Roman konusunda, eleştiriyi de içeren tek inceleme “Orhan Kemal’in Romanları Üzerine Bir İnceleme” adlı kitabın yazarı Mehmet Narlı tarafından yapılmıştır. Yedi bölümden oluşan romanın dokuz bölüm olması gerektiğini belirten Mehmet Narlı ayrıca:”Tersine Dünya mizahi roman serisinin en farklı olanıdır. Sosyal hayat içerisinde kadının ve erkeğin görev ve davranış biçimlerini tersine çeviren yazar, yaşanan hayatı tamamıyla kadınlara yönettirir. Erkekler evde, kadınlar dışarıdadır. Böyle de olsa roman yine yoksul ve küçük adamların özlemlerini, sınıf atlama isteklerini zaaflarını yansıtır. Hatta alışılmış sosyal, ekonomik ve kültürel ilişkileri belirleyenler kadınlar olmasa, roman mizahi şansını kaybeder,” demekte ve eklemektedir: “Tersine Dünya’da kadın ve erkeğin sosyal hayatta yer değiştirmiş olarak görünmeleri, mizahi yapıyı oluşturur… Mizah konusunu kapatmadan önce Murtaza, Müfettişler Müfettişi ve Üç kağıtçı’daki mizahın insani ve sosyal; Tersine Dünya’daki mizahın hayali ve amaçsız olduğunu belirtelim… Fakat bu romanda erkekler ve kadınlar arasındaki bu realite dışı ilişkiler ağı olmasaydı, mizah da olmazdı. Dolayısıyla mizahın asıl kaynağı alışılmamış olan ve alışılması mümkün görülmeyenin tasarlanmasıdır. Bu yönüyle Tersine Dünya’daki mizah, diğer romanlarından farklıdır. Bu romanlarda da sosyal aksaklıkların yerilmesi, sosyal baskıların açtığı arızaların açığa çıkması, az da olsa söz konusudur.

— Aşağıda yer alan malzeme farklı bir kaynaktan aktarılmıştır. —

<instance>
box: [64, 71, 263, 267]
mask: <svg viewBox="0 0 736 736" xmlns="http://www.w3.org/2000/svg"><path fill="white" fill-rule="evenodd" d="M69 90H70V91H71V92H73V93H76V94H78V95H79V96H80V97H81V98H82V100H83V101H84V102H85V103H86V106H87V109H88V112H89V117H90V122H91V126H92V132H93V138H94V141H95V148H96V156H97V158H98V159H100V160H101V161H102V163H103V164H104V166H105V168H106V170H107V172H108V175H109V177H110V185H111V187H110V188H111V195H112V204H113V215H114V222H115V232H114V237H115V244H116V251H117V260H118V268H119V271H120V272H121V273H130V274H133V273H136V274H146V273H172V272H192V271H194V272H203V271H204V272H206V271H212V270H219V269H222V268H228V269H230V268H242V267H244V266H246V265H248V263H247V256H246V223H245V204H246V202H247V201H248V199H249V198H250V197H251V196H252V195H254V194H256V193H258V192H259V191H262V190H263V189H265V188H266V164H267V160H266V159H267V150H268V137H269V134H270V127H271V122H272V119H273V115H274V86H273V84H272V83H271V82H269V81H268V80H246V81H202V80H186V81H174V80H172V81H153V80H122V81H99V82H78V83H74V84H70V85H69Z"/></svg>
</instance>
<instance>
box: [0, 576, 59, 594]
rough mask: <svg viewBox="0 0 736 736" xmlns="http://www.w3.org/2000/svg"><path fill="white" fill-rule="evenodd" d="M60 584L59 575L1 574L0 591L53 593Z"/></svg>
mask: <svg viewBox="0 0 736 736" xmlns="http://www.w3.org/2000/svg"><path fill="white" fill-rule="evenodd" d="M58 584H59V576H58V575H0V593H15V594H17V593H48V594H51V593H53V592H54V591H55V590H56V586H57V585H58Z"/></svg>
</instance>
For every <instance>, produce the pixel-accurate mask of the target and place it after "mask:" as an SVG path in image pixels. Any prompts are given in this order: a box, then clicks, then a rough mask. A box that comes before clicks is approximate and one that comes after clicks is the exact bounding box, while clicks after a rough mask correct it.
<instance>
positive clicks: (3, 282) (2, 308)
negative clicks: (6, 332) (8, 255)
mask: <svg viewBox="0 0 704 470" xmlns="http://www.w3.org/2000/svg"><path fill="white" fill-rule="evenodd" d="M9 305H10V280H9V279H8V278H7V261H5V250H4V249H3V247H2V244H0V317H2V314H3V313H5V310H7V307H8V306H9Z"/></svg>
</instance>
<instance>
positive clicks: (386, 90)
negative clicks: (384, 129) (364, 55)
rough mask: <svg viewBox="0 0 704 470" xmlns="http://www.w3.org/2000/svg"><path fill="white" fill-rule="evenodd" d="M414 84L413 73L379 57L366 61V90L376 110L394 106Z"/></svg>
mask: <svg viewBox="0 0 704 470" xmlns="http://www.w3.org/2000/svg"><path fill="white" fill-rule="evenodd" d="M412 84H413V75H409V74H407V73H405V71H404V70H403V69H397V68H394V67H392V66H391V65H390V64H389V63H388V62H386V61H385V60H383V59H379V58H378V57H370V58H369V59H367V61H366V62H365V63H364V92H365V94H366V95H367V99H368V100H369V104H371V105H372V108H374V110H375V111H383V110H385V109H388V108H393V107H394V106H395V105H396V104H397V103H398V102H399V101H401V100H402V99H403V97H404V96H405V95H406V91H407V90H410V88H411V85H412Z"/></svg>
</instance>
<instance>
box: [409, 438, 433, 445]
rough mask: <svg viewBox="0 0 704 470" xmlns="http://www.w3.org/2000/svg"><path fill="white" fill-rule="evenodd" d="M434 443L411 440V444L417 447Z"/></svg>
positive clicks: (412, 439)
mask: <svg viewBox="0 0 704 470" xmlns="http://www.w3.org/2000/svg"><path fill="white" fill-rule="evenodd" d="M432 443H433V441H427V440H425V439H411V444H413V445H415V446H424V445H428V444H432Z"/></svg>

Ancak tersine Dünya, diğer romanlar gibi gerçeğimsi değil, tamamen kurgusaldır” demektedir.

 

Değerlendirme

Her şeyden önce, mizah bir yazın türü değildir. Şiir, öykü, roman vb. yazın türlerinde yer alan öğelerdir. Ancak Mehmet Narlı’nın ifadesinden, kurgusal olan konularda mizah öğelerinin nitel kayba uğrayacağı gibi bir anlam çıkmaktadır ki, bu kabul edilemez bir savdır. 

Tersine Dünya, öncelikle varolan sistemde erkek egemenliğinin yerine kadın egemenliğinin konması durumunda da belirleyici olanın yatak maceraları olduğunu  belirlemektedir.

Tersine Dünya, gerçekte tersine bir düzen demektir. İşleyen düzenin yerine başka bir düzenin kuruluşu demektir. Ancak burada Orhan Kemal’in bu değişimi hayatın tüm alanlarına yerleştirmek istemesi gözden kaçmamalıdır. Çünkü ideolojisinin kadınlar üzerinden yükselişi, diğer alanlardaki değişimlerin önünü kesmez. Çünkü tüm romanlarını sınıfsal bir temel üzerinde yükselten yazarın, bu romanına salt cinsiyetlerin yer değiştirmesi sonucu ortaya çıkan bir fantezi olaylar bütünü olarak bakmak, sığlığın çıkmazına saplanmak olur.